„Im Gebet und in der Gemeinschaft können wir der Dunkelheit unsere Kerzen entgegenhalten“, sagt Juliane Löffler, Leiterin des TrauerZentrums, das zum Hospiz St. Martin gehört. „Mit einem Lichtritual gedenken wir der Verstorbenen und geben den Angehörigen Halt und Hoffnung“, so die Trauerexpertin. Vor dem Altar wird ein blaues Samttuch ausgebreitet, auf dem die Trauernden ein brennendes Teelicht abstellen können.
Bereits seit vielen Jahren findet die Gedenkfeier am dritten Advent statt. Ein Termin, der sich bewährt hat. „Viele Trauernde sind dankbar, in der Weihnachtszeit nicht allein gelassen zu werden und sich mit anderen austauschen zu können“, so Juliane Löffler weiter. Alle Trauernden sind eingeladen, ganz unabhängig davon, wie lange der Trauerfall bereits zurückliegt. Organisiert wird die Feier von den vier Bereichen des Hospiz St. Martin: dem Stationären Hospiz, dem Ambulanten Hospiz Erwachsene, dem Ambulanten Hospiz Kinder und Jugendliche sowie dem TrauerZentrum.

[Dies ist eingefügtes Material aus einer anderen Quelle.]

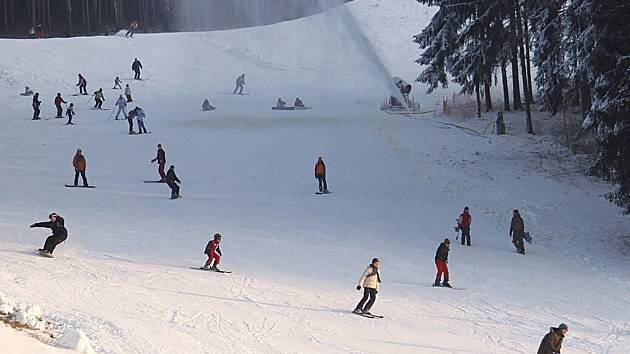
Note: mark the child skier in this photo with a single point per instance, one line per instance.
(70, 113)
(441, 262)
(56, 224)
(213, 251)
(371, 282)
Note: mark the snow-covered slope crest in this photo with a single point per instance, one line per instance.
(123, 276)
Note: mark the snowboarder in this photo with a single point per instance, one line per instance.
(371, 282)
(172, 181)
(240, 83)
(36, 103)
(117, 84)
(517, 229)
(79, 164)
(58, 101)
(82, 84)
(98, 99)
(161, 160)
(132, 28)
(441, 262)
(213, 251)
(280, 103)
(320, 175)
(552, 342)
(70, 114)
(128, 93)
(463, 224)
(27, 92)
(136, 66)
(59, 232)
(122, 106)
(139, 113)
(206, 106)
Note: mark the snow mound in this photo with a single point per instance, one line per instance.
(76, 340)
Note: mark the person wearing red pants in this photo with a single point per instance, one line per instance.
(441, 262)
(214, 253)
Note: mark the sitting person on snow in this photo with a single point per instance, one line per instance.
(281, 103)
(27, 92)
(206, 106)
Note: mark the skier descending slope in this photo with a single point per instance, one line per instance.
(56, 224)
(213, 251)
(371, 282)
(441, 262)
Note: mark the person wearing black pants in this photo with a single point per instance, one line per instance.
(60, 234)
(370, 281)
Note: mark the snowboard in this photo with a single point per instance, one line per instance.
(47, 255)
(210, 270)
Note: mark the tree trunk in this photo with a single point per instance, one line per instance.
(506, 93)
(528, 112)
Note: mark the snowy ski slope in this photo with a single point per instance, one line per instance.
(124, 276)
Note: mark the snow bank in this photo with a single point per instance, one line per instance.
(76, 340)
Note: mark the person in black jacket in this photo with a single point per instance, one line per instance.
(136, 66)
(441, 262)
(172, 180)
(56, 224)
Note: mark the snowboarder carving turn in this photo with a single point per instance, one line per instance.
(371, 282)
(441, 263)
(552, 341)
(60, 234)
(240, 83)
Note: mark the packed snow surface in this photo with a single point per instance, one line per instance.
(124, 278)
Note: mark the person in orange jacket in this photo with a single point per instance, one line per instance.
(320, 175)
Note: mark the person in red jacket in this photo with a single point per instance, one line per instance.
(214, 253)
(320, 175)
(58, 101)
(463, 223)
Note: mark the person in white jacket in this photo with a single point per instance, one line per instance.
(371, 283)
(122, 106)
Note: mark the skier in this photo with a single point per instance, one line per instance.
(320, 175)
(280, 103)
(58, 101)
(140, 119)
(206, 106)
(132, 28)
(117, 84)
(99, 98)
(59, 232)
(128, 93)
(517, 229)
(161, 160)
(27, 92)
(213, 251)
(463, 224)
(82, 85)
(172, 181)
(441, 262)
(552, 341)
(79, 164)
(70, 114)
(240, 83)
(136, 66)
(122, 106)
(36, 103)
(371, 282)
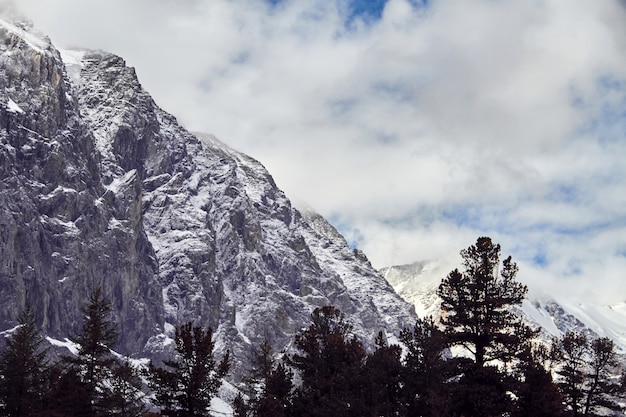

Im Anschluss an die Feier sind alle Trauernden sowie die haupt- und ehrenamtlichen Mitarbeitenden des Hospiz St. Martin in den Gemeindesaal (direkt neben der Kirche) eingeladen. Dort gibt es bei Weihnachtsgebäck und Punsch Raum für Begegnung und Gespräche untereinander sowie mit ausgebildeten Trauer- bzw. Sterbebegleiter/innen.